Some time ago I fabricated a small bowl lathe, mainly to swing a Longworth chuck and as a second back up lathe.

Specs:-
Bed 500mm long out of 100x50mm parallel channel.
Headstock 125x125x5 RHS
Bearing FC206 sq housings with 30mm ID bearings for long life
Banjo pedestal 75x75x5 RHS with 12mm x 100mm dia end plates machined parallel after welding
Banjo 50x12 flat bar 300mm in length
1.5hp motor,1440rpm
Max dia bowl around 700mm.
Chuck is a SuperNova2 with stepped jaws

The grey area at the base and to the front of the lathe. Is for a aux. bed [200mm long, 100x50 channel ] for cleaning up the back of the bowl. Secured by 4 m8 bolts and two locating dowels.

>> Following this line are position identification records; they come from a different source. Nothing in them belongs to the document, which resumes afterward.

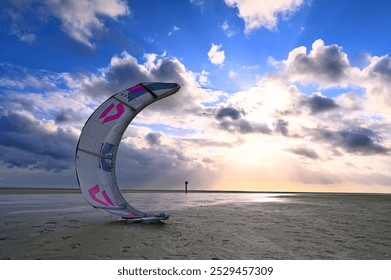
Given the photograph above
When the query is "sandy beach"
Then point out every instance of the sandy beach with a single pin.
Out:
(201, 226)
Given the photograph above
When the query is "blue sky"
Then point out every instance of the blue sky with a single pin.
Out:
(288, 95)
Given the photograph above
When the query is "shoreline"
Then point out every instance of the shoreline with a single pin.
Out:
(302, 227)
(17, 190)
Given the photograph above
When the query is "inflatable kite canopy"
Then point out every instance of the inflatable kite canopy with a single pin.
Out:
(97, 149)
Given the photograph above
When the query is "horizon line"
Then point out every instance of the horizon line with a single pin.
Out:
(42, 190)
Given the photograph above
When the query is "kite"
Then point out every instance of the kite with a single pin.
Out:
(98, 144)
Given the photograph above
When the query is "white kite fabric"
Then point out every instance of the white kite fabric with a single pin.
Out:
(98, 144)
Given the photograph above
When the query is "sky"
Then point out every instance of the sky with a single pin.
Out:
(285, 95)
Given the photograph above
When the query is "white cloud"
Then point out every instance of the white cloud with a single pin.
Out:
(326, 65)
(174, 30)
(203, 78)
(232, 74)
(228, 30)
(258, 14)
(81, 20)
(216, 56)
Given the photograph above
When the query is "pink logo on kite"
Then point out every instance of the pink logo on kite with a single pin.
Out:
(118, 114)
(94, 191)
(137, 89)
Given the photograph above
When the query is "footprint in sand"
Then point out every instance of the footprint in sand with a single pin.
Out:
(66, 237)
(75, 245)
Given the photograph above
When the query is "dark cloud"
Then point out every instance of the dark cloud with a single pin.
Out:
(327, 63)
(231, 119)
(281, 126)
(230, 112)
(358, 140)
(383, 68)
(25, 143)
(153, 138)
(318, 103)
(305, 152)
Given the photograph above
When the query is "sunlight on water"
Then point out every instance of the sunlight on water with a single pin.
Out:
(145, 201)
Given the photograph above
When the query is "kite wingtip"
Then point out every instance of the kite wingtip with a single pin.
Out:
(164, 215)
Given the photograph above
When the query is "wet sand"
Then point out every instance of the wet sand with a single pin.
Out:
(301, 226)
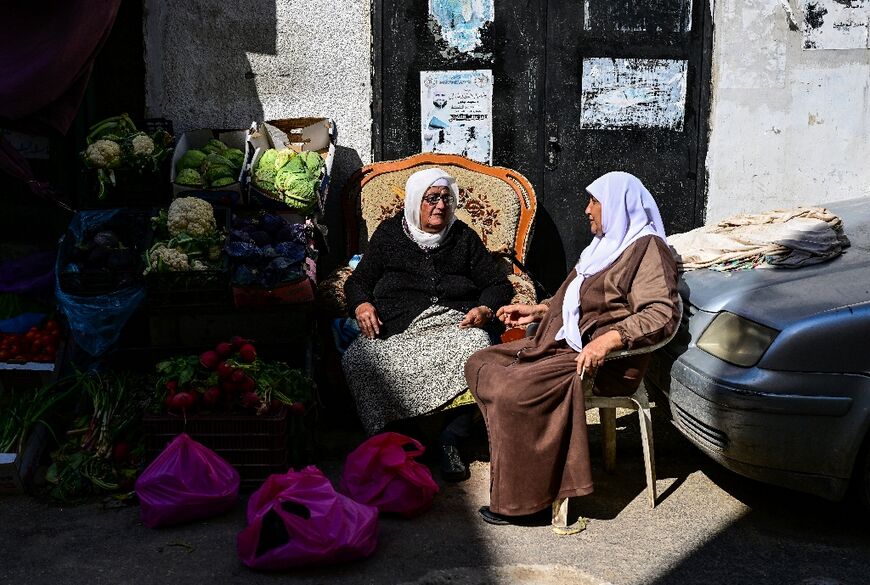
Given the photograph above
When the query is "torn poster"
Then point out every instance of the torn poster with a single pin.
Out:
(662, 16)
(461, 21)
(837, 24)
(456, 113)
(633, 93)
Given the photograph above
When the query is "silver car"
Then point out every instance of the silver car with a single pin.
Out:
(770, 372)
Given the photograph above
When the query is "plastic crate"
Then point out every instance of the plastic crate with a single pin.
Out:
(195, 288)
(255, 445)
(301, 291)
(189, 289)
(131, 189)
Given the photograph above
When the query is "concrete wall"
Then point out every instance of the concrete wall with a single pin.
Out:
(788, 126)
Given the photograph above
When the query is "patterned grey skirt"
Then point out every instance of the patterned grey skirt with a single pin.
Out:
(411, 373)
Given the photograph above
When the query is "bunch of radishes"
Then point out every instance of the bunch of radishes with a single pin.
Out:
(229, 377)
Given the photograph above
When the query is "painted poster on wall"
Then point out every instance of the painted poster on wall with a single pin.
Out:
(837, 24)
(633, 93)
(456, 113)
(461, 21)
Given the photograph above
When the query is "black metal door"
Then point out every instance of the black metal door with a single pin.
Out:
(613, 102)
(536, 50)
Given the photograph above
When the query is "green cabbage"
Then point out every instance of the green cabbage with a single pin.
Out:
(314, 162)
(283, 157)
(235, 156)
(264, 178)
(192, 159)
(223, 181)
(267, 159)
(216, 167)
(189, 177)
(214, 146)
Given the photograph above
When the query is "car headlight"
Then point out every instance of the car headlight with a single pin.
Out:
(736, 340)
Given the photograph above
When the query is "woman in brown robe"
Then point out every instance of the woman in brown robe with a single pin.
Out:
(621, 294)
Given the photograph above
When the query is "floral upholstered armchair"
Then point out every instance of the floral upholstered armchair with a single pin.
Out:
(498, 203)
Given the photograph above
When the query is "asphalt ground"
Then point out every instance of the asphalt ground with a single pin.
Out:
(710, 526)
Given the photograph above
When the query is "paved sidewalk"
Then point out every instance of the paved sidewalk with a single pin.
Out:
(709, 527)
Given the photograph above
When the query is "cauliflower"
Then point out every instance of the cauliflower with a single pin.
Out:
(191, 215)
(142, 145)
(163, 259)
(103, 154)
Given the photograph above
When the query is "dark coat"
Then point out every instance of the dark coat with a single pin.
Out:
(402, 280)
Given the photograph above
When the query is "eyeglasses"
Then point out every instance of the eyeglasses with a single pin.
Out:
(447, 198)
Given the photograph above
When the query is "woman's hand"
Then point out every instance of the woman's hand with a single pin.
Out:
(476, 317)
(514, 315)
(367, 317)
(591, 357)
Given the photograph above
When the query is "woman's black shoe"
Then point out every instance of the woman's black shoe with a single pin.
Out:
(491, 517)
(452, 467)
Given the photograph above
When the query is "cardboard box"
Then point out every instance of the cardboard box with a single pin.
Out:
(299, 134)
(18, 469)
(197, 139)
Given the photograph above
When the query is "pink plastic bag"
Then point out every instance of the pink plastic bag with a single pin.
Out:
(382, 472)
(299, 519)
(187, 481)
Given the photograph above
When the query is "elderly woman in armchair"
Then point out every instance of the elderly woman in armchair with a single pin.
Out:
(423, 295)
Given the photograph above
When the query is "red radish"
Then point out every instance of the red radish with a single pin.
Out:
(224, 349)
(120, 451)
(247, 384)
(209, 359)
(224, 370)
(212, 396)
(248, 353)
(250, 400)
(182, 401)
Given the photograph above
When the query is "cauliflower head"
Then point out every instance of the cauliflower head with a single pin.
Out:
(142, 145)
(191, 215)
(164, 259)
(103, 154)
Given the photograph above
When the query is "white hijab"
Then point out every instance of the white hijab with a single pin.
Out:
(628, 213)
(415, 188)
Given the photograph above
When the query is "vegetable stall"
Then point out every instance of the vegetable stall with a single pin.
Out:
(183, 302)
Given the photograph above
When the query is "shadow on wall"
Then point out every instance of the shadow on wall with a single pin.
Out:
(203, 76)
(346, 162)
(546, 257)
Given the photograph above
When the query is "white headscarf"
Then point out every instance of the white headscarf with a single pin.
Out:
(415, 188)
(628, 213)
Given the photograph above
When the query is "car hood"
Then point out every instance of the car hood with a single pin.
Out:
(778, 296)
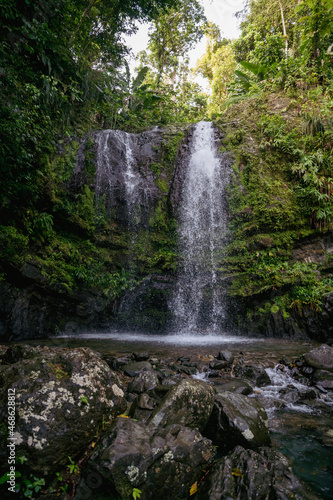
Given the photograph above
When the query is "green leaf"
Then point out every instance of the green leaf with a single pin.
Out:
(6, 477)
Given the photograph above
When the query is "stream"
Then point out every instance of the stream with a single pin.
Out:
(303, 432)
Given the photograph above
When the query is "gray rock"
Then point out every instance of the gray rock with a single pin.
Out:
(226, 356)
(236, 385)
(160, 462)
(323, 378)
(237, 420)
(189, 403)
(62, 396)
(255, 374)
(246, 474)
(215, 364)
(145, 381)
(320, 358)
(137, 366)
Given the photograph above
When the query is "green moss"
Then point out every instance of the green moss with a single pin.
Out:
(276, 197)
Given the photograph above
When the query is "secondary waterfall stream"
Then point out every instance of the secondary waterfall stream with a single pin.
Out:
(199, 301)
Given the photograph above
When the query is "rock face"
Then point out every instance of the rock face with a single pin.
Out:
(237, 419)
(62, 396)
(246, 474)
(255, 374)
(160, 462)
(189, 403)
(320, 358)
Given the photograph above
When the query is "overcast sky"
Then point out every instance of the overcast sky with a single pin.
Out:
(221, 12)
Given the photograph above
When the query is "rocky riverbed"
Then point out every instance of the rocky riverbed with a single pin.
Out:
(91, 425)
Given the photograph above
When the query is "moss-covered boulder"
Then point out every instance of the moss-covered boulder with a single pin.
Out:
(237, 420)
(189, 403)
(257, 475)
(160, 462)
(61, 399)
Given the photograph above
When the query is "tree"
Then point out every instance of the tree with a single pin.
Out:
(218, 65)
(173, 34)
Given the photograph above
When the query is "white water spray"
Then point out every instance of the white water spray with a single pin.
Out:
(198, 303)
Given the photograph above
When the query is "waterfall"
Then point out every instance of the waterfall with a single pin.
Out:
(199, 300)
(116, 162)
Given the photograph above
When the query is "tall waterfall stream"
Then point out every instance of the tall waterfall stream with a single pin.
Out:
(301, 430)
(198, 302)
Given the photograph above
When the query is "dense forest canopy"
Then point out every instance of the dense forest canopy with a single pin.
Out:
(64, 72)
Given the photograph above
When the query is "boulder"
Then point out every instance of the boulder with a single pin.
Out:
(255, 374)
(137, 366)
(216, 364)
(189, 403)
(237, 420)
(320, 358)
(160, 462)
(226, 356)
(61, 398)
(236, 385)
(247, 474)
(323, 378)
(144, 381)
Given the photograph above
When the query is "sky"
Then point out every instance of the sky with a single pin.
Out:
(221, 12)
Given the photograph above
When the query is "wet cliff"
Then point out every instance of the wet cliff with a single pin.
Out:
(109, 255)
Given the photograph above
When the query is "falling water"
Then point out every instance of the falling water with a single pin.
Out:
(199, 301)
(108, 169)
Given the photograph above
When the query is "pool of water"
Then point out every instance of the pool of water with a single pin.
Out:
(173, 345)
(303, 434)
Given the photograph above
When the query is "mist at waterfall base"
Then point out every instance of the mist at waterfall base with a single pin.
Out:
(197, 306)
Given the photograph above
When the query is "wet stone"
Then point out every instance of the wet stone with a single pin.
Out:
(138, 366)
(238, 386)
(160, 462)
(321, 358)
(189, 370)
(189, 403)
(140, 356)
(255, 374)
(226, 356)
(144, 381)
(237, 420)
(218, 365)
(247, 474)
(323, 378)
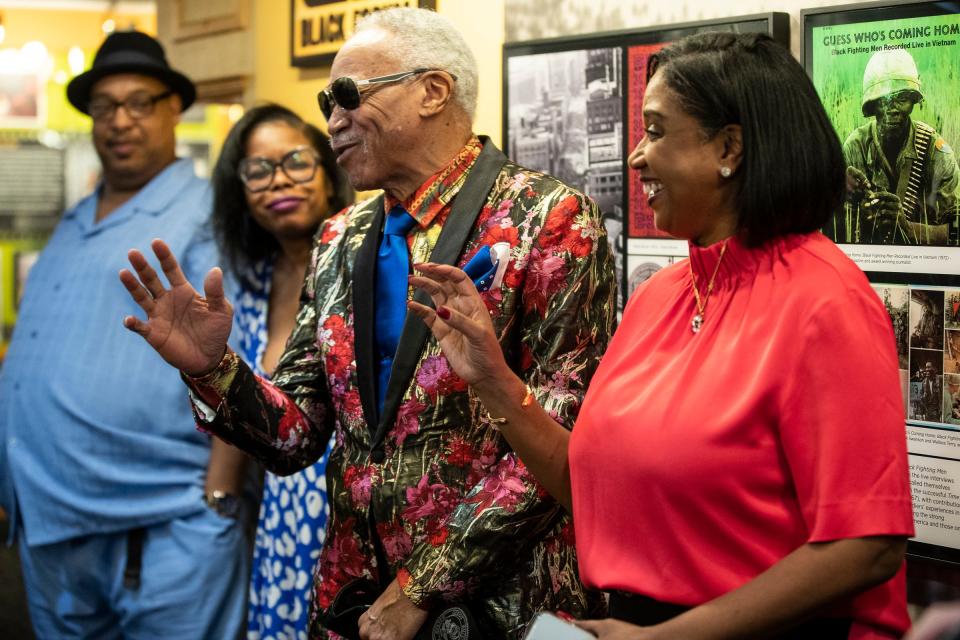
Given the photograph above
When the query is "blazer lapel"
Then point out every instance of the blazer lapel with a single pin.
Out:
(364, 275)
(456, 231)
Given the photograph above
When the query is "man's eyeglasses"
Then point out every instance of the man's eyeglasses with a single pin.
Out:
(345, 91)
(137, 105)
(300, 165)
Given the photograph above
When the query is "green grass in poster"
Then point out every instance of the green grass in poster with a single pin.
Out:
(840, 55)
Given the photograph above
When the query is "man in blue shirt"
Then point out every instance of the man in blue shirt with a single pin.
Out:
(101, 468)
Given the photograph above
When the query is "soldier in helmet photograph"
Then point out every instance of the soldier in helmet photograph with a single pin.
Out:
(902, 176)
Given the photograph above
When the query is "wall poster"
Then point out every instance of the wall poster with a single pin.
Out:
(886, 75)
(572, 108)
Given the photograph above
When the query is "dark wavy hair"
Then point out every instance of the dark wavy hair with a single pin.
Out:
(243, 242)
(791, 178)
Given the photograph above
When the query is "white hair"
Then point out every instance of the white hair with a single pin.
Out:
(422, 38)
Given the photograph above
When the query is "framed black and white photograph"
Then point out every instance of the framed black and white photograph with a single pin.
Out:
(572, 109)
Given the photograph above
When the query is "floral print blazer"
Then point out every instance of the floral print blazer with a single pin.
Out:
(430, 488)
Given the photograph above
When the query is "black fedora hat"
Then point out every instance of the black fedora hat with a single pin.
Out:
(129, 52)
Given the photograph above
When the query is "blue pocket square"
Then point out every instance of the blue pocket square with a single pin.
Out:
(482, 269)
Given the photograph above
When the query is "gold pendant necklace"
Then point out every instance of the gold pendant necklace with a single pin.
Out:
(697, 322)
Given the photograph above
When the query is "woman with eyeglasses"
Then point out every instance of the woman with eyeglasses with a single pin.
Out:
(276, 180)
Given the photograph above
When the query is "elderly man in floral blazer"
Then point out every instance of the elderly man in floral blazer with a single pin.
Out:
(428, 500)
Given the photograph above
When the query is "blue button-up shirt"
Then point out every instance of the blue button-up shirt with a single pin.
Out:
(96, 433)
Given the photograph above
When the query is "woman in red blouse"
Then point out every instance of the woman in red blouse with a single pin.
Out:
(739, 467)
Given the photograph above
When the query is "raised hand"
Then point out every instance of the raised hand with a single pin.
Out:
(188, 331)
(461, 323)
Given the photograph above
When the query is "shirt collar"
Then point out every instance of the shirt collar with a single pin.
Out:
(435, 194)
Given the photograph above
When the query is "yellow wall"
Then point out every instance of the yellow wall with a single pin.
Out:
(276, 81)
(60, 30)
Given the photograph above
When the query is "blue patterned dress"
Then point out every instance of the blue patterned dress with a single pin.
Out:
(293, 513)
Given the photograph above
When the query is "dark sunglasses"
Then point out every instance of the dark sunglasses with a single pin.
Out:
(300, 165)
(345, 91)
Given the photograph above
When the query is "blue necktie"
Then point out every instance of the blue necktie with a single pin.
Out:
(393, 267)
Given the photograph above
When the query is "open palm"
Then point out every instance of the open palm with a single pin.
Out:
(466, 335)
(188, 330)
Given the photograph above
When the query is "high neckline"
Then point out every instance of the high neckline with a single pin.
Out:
(739, 260)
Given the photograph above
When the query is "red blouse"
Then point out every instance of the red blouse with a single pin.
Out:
(700, 460)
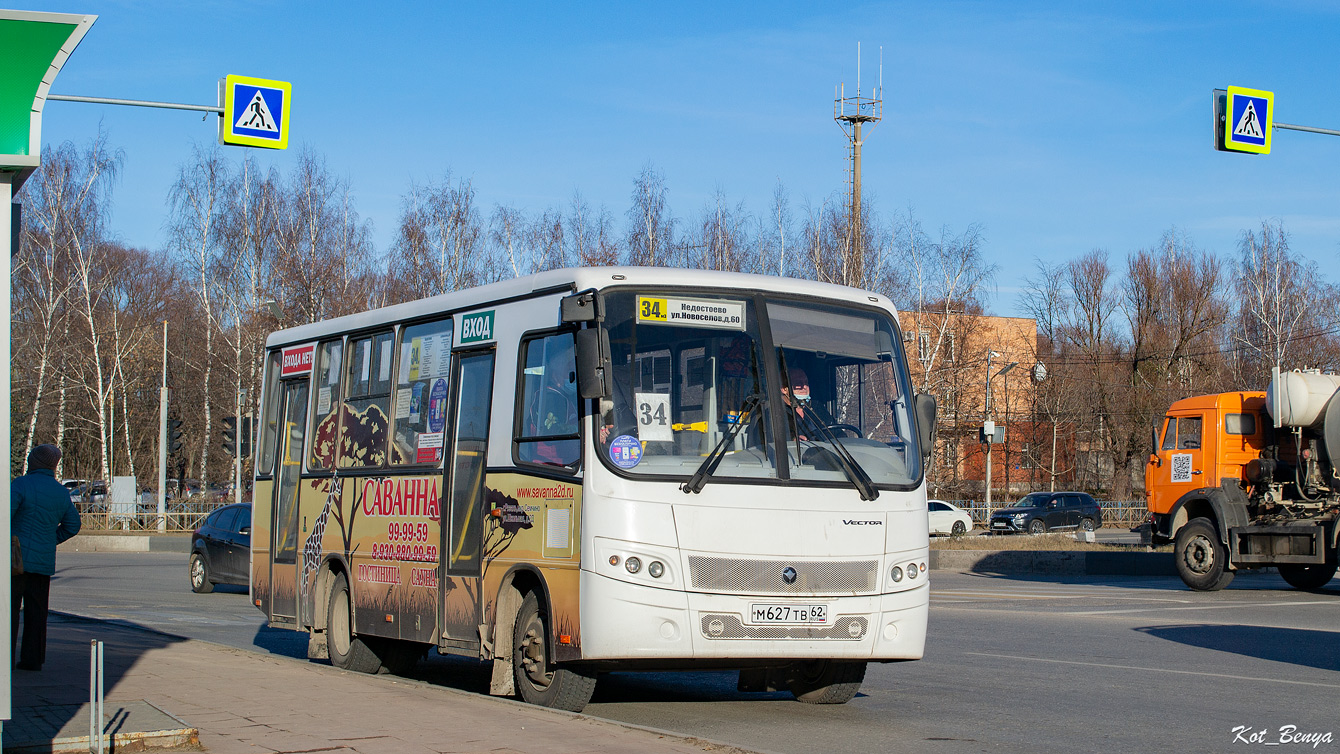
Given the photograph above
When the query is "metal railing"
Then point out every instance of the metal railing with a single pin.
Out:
(181, 516)
(1115, 513)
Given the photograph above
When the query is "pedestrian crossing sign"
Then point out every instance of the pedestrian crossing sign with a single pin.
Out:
(1249, 118)
(255, 111)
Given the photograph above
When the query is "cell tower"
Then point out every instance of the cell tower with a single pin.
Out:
(851, 114)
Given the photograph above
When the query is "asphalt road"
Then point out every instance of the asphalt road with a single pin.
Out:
(1012, 664)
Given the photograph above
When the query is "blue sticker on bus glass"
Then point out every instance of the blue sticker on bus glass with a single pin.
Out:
(437, 406)
(626, 451)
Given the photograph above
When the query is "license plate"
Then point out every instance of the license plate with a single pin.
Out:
(780, 614)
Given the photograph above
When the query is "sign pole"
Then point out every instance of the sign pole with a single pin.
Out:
(162, 441)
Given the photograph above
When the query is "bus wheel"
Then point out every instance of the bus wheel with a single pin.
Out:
(827, 682)
(538, 681)
(1308, 576)
(346, 650)
(1201, 557)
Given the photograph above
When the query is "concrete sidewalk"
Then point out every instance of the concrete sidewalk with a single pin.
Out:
(248, 702)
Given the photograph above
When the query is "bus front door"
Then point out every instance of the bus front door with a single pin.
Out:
(284, 563)
(462, 528)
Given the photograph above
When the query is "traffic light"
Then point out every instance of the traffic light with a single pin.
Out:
(173, 435)
(229, 434)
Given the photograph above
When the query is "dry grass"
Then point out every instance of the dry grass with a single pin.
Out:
(1035, 543)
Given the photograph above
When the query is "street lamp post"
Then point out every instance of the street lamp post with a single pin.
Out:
(990, 437)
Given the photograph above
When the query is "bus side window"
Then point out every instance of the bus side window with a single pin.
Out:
(324, 435)
(270, 425)
(362, 443)
(420, 406)
(547, 418)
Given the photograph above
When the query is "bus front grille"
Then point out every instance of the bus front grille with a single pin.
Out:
(769, 576)
(726, 626)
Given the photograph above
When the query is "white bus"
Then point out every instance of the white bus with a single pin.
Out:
(605, 469)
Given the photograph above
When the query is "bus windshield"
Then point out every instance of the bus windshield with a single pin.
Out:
(824, 398)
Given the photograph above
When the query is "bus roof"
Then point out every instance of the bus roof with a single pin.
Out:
(572, 279)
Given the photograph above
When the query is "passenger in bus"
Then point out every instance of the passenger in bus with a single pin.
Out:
(552, 410)
(795, 397)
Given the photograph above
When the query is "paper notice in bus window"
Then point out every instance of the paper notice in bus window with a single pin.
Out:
(429, 447)
(332, 375)
(429, 346)
(654, 417)
(409, 363)
(692, 312)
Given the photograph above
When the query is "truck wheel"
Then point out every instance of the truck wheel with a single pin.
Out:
(1308, 576)
(346, 650)
(1201, 557)
(827, 682)
(538, 681)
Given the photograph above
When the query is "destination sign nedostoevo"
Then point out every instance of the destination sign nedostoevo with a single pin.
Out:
(697, 312)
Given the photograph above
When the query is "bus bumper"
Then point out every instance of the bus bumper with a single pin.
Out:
(622, 620)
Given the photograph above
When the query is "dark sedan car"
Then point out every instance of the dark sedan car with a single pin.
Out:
(1044, 512)
(220, 548)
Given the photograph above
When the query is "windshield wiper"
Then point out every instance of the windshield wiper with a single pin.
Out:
(709, 465)
(858, 476)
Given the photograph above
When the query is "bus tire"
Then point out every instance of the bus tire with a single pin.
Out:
(1202, 561)
(827, 682)
(1308, 576)
(346, 651)
(538, 679)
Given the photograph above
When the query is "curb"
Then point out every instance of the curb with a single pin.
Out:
(705, 743)
(127, 543)
(1055, 563)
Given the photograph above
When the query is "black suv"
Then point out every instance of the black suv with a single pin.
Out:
(1043, 512)
(220, 549)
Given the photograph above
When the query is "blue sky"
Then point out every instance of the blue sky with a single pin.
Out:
(1059, 127)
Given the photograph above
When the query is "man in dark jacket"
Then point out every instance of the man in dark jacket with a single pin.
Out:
(42, 516)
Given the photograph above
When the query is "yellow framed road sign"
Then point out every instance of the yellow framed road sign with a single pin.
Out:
(255, 111)
(1249, 119)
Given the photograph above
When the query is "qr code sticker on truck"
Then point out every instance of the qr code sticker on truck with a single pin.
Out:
(1181, 468)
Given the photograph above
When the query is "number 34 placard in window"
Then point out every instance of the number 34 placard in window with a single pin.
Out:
(698, 312)
(654, 417)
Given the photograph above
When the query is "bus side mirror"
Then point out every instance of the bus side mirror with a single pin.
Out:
(594, 367)
(925, 407)
(579, 307)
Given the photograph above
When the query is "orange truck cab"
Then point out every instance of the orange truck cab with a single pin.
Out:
(1230, 490)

Many of the parts, were cannibalised from an old bench drill ie step pulleys,motor switch,lever lock and cam lock levers

Its been previously posted in the gallery area. But I thought I should post the specs etc, to separate it from the current project of the a bigger sliding bed model.


----------



## john lucas

Glad you posted that. It's a nice looking machine.


----------



## littlebuddha

:thumbsup: I concure, very nice job Hughie, im sure i can make room:yes: LB


----------



## Bill Bolen

Way to go Hughie! I make a lot of my own tools but never something as nice as this. Hope you have a great time turn'in...Bill...


----------



## Graphiti

Nice, one question though... how'd you build the lock lever mechs? I like the cleen look.


----------



## hughie

> Nice, one question though... how'd you build the lock lever mechs? I like the cleen look


Here you go, off centre turning. The cam has 2.5mm of throw, the pics are from the bigger lathe but the method is the same.


----------



## justacloserwalk

*Very cleverly made hughie!*

Thats one awesome looking tool sir. You are to be commended and your friendship coveted. Thanks for posting.:smile::smile:
Justa.


----------



## hobbler

littlebuddha said:


> :thumbsup: I concure, very nice job Hughie, im sure i can make room:yes: LB


LB unless your moving to AU then your to far away:yes:

:laughing: on the other hand I am just 5 mins away 

I'll let you now how it goes


----------